I let technology push out distribution (at 3AM EDT) while I’m still sleeping – driven by ‘how to manage it all simpler’. Gusta, now 14, has been along most of the way from pup to old dog she’s not walking fast or far these days. My writing has improved considerably. I’ve changed beyond aging 17 years, more purposefulness in my life and in the writing. Less flippant, more thoughtful. Less haste, better polishing …
What’s the same?
I still start my writing day with a morning walk. Still walk Gusta early. I’ve not wavered from this daily morning writing routine. It’s become this integral part of my every morning.
Weather impacts mood, whether bracing wet breeze or bone-chilling cold. What happens to me happens to my columns – sometimes disguised, but never completely hidden. When I’m happy about something or someone, or lonely, or angry or out of sorts with someone – it shows in the writing. I’ve often mulled whether the writing is better when I’m cranky about something or cranky with someone. I suppose I put a sharper point on my spears than on my fluffy clouds …

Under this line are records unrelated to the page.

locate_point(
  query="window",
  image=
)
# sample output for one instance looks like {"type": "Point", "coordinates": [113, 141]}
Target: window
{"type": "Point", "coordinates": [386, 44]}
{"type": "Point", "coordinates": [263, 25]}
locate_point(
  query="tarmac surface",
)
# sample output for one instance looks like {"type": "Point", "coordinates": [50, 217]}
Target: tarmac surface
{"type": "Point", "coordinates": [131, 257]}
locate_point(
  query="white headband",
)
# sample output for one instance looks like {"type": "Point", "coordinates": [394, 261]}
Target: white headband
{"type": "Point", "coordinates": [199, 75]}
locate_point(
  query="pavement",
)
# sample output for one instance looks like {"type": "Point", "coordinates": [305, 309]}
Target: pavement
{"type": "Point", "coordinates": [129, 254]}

What have I learned after 16 X 365.25 days = 5,844 columns?
What explains why I keep doing it?
I love it.
I’ve come to love it for a number or reasons – not least of which is feedback I get from readers. By that I don’t mean only the written comments I publish, but also phone calls when I’m blue or comments when I meet readers, having that sense we have so many things in common that a problem, issue or peculiar thing about life resonates. Not with all people, not every day or every issue but enough to validate for me that this work I do is valued by others. And, no doubt, my ego appreciates that.

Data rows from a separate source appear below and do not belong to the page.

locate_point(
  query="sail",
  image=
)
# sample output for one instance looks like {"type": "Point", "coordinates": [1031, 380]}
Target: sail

But the bigger part of it, as I am certain any writer in any genre will confirm for you if you are curious about this, is that pouring ink on a page is a clever recipe of self- flagellation, disembowelment, and mind expansion we would not trade for anything. Which is not to say writing is for everyone or that it should be but rather to explain that writing, which is form of thinking out loud with your inside voice, it a bridge between our sanity and humanity, a jumble inside which pours out in sentences and paragraphs which make sense to many and resonate deeply with some …

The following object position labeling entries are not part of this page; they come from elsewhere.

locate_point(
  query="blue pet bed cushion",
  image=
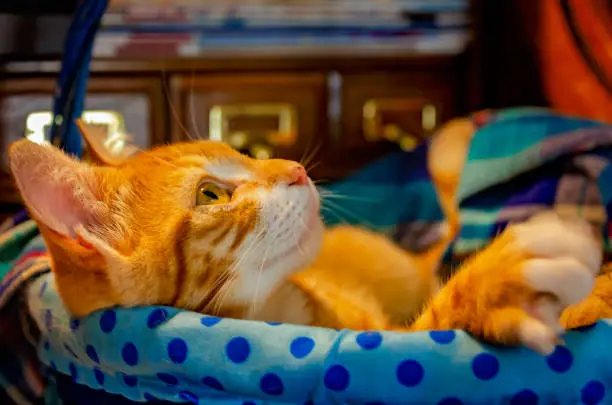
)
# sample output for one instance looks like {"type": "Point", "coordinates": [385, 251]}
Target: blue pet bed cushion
{"type": "Point", "coordinates": [180, 356]}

Musing began – me being a smart-ass with my daughter Carla – has become an important part of my every day, seeing me through triumphs and disasters, through sweet times and troubles, through romantic adventures and romantic notions that friends and family I’ve lost will stay alive past their end date because I write about them.
Thank you to those who read these Musing columns; to those who’ve offered friendship, support, kindness, critique, debate and comments – your valuable contributions keep my grounded. I always appreciate hearing from you.